Was tun beim Verdacht auf Alkohol- oder Drogeneinwirkung bei der Arbeit?

  • Suchen Sie das Gespräch – aber keine Diskussionen mit Personen, die noch betrunken und/oder bekifft sind.
  • Bieten Sie an, einen Test durchzuführen, der schnell und unkompliziert darstellt, ob Drogen oder Alkohol konsumiert wurden. Nach dem Motto: „Wenn du nicht getrunken hast bzw. keine Drogen konsumiert hast, wirst du sicher nichts gegen einen Test haben. Dann sind wir beide auf der sicheren Seite …!“
  • Besprechen Sie die Möglichkeiten technischer Sicherheitsmaßnahmen mit Betriebsrat und Beschäftigten, z.

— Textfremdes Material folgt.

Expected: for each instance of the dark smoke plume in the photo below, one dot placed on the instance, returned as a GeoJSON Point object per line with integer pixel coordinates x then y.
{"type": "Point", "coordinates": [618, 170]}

B. den Einsatz von Alkoholwegfahrsperren – die zuverlässig das Führen eines Fahrzeuges unter Alkoholeinfluss verhindern. Wischtests können ohne große Umstände Drogenkonsum nachweisen.
  • Sollte eine Person wegen Drogen- oder Alkoholeinwirkung nicht in der Lage sein, ihre Arbeit auszuführen oder ein Fahrzeug zu führen: Verständigen Sie sich darauf, ein Taxi zu bestellen oder ein Familienmitglied zu benachrichtigen, um den oder die Betroffene abholen zu lassen.
  • Machen Sie konsequent von Ihrem Hausrecht bzw. Direktionsrecht Gebrauch, wenn Sie Alkohol oder Drogenmissbrauch vermuten und der/die Betroffene nicht kooperiert.